I am running a ray.tune.Tuner() that depends on a ScalingConfig(). My understanding from the documentation is that, when using only CPUs, the number of simultaneous training runs should be equal to num_workers.

However, I am observing the following: With num_workers=1 and 1 CPU per worker, 7 training runs launch simultaneously, and 8/8 of my CPUs are used (presumably 7 CPUs for the training runs and 1 CPU for ray.tune.Tuner(). With any other combination, only 1 training run launches. E.g., with num_workers=7 and 1 CPU per worker, or with num_workers=10 and 0.5 CPU per worker.

I do not think the problem is due to lack of CPUs, as e.g. 10 workers * 0.5 CPUs per worker = 5 CPUs, which is less than the 7 I have available. I also get no message about lacking resources.

I am doing all of this with a fresh install of Ray, so I believe my version is up to date.

My code:

scaling_config = ScalingConfig(num_workers=1, 
                               use_gpu=False,
                               resources_per_worker={"CPU": 1})

trainer = TorchTrainer(train_func, 
                       scaling_config=scaling_config)

tuner = ray.tune.Tuner(
    trainer,
    tune_config=tune.TuneConfig(
        num_samples=num_samples
    ),
    run_config=RunConfig(
        storage_path=storage_path,
        checkpoint_config=CheckpointConfig(
            checkpoint_score_attribute="val_loss",
            checkpoint_score_order="min",
            num_to_keep=1
            )   
        ),
    param_space=config
)

results = tuner.fit()

ScalingConfig.num_workers corresponds to the number of distributed workers for a single TorchTrainer. See here for an overview.

For Tune, the number of simultaneous training runs (aka trials) can be configured by TuneConfig.max_concurrent_trials.

I have increased max_concurrent_trials but I do not get any increase in my number of simultaneously running trials.

I have 7 available CPUs. I set max_concurrent_trials=n in TuneConfig(). I want to run n concurrent trials. How can I do this? It is not clear to me from the documentation.

@ray_user_11 The Ray Train “coordinator” actor actually takes up 1 CPU by default as well. So even if you have 1 worker, you’ll have 2 actors:

Coordinator (1 CPU [default])
  -> Worker (1 CPU [default, and from your setting]

The coordinator is not really doing any work (just lightweight event processing and making remote function calls), so you can set that to 0 CPUs.

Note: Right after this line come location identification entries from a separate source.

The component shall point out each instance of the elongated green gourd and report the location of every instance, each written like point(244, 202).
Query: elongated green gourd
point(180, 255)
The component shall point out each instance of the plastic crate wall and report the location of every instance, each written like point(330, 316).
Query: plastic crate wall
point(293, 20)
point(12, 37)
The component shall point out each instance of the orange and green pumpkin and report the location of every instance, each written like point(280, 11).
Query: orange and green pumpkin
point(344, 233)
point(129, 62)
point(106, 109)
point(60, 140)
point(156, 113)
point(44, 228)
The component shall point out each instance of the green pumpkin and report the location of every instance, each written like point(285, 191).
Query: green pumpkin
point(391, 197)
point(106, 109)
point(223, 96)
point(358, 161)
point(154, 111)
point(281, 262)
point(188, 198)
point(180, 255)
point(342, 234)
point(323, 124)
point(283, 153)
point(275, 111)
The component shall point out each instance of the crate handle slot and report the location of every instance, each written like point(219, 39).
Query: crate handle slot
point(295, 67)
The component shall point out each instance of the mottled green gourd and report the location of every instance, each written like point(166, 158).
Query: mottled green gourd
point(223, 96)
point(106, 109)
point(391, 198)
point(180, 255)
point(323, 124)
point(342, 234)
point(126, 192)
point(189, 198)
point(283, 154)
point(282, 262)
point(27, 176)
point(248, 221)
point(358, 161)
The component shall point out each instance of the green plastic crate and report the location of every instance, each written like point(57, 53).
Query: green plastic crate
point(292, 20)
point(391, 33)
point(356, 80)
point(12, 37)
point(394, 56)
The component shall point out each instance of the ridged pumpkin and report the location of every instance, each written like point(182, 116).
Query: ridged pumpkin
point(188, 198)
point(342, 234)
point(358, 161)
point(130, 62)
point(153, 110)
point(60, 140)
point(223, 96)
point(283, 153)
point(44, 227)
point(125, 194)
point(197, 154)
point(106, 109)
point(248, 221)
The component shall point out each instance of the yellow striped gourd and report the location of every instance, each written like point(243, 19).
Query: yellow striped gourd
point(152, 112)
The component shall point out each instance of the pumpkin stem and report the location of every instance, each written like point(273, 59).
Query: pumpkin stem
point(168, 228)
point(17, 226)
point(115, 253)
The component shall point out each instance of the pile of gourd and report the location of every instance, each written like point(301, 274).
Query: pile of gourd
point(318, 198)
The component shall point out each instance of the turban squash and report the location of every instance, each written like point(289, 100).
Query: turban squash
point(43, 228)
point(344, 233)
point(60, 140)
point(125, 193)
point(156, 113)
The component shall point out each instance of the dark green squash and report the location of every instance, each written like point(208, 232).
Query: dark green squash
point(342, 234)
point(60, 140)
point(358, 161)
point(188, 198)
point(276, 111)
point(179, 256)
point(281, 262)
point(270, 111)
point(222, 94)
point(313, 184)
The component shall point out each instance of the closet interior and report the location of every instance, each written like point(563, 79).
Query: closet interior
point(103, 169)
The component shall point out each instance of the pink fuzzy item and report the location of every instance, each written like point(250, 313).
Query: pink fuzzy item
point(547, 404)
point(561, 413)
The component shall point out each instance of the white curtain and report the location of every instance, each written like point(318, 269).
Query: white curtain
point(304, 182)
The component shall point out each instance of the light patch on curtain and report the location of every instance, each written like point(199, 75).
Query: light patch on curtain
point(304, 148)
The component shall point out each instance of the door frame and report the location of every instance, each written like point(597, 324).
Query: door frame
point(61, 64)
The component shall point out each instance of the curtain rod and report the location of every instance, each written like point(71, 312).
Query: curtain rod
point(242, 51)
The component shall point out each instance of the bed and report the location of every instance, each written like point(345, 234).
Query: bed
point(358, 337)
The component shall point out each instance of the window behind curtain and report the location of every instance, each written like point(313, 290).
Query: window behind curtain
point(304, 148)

scaling_config = ScalingConfig(num_workers=1, 
                               use_gpu=False,
+                              trainer_resources={"CPU": 0},
                               resources_per_worker={"CPU": 1})

Now, if your cluster has N CPUs, then each “TorchTrainer” instance will take up just a single CPU. You should be able to get 7 concurrent trials running at a time.

Is possible concurrent trials = number of cpus? Or can I use a fractional resources_per_worker, setting num_workers=1, trainer_resources={"CPU": 0}, resources_per_worker={"CPU": number_of_cpus / possible_concurrent_trials} to get whatever number of possible concurrent trials I want? How do I calculate the ceiling for possible concurrent trials given my hardware?

Setting fractional resources_per_worker has not led to any increase in number of concurrent trials for me in the past. Instead, it has decreased the number of concurrent trials.